Interieur Wilhelminakerk omstreeks 1960
Interieur Wilhelminakerk omstreeks 1960 Foto:

Uit de historie van Bussum en omgeving

Preken in de Wilhelminakerk

Op 31 december 2017 is de laatste kerkdienst in Wilhelminakerk geweest. De kerkgangers zijn die zondagochtend van de Wilhelminakerk naar de Verlosserkerk gegaan en zullen daar de komende vier jaar hun kerkdiensten houden. Velen betreuren deze bezuinigingsmaatregel. Andere activiteiten gaan vooralsnog gewoon door. Na vier jaar wordt er geëvalueerd. Voor de Wilhelminakerk wordt een exploitant gezocht om de kosten zeer aanzienlijk terug te brengen.
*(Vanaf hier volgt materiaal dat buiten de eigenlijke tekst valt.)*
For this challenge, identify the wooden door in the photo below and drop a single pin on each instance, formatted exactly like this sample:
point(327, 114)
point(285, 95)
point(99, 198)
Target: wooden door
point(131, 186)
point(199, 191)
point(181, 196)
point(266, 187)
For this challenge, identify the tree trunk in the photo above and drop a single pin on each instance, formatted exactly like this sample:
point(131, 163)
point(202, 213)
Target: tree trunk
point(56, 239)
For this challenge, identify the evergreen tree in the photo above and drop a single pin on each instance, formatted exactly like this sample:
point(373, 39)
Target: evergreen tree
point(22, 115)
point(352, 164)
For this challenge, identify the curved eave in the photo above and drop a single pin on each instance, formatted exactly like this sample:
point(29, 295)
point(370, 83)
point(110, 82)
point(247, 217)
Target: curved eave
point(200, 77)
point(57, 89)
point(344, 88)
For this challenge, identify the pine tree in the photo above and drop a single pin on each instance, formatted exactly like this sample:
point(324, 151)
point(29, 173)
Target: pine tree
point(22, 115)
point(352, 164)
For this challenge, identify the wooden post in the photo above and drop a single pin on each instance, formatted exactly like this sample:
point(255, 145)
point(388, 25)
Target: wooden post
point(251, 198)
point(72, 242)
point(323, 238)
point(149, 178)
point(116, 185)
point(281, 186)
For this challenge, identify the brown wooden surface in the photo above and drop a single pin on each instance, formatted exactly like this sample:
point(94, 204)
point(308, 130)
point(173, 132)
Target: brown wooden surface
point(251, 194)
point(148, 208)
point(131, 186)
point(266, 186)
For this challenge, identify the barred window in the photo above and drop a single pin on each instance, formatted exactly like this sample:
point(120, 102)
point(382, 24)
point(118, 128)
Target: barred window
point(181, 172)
De Wilhelminakerk werd in 1926 door de gereformeerden in gebruik genomen. De jaren 50 waren de beste jaren van deze mannenbroederskerk, gelet op enthousiasme, aantal kerkleden en kerkgang. Klaas Oosterom van de Historische Kring vond een mooi verhaal over hoe het toen in de kerk toeging. Het komt uit het boek uit 1959 'Opnieuw in de houten broek', geschreven door de journalist H.H. (Herman) Felderhof. Houten broek was de populaire benaming voor een preekstoel. Hoofdpersoon is Okke Jager (1928-1992).

Ds. Okke Jager is op zondagmiddag 5 april 1959 in de Gereformeerde Kerk aan het Wilhelmina plantsoen te Bussum.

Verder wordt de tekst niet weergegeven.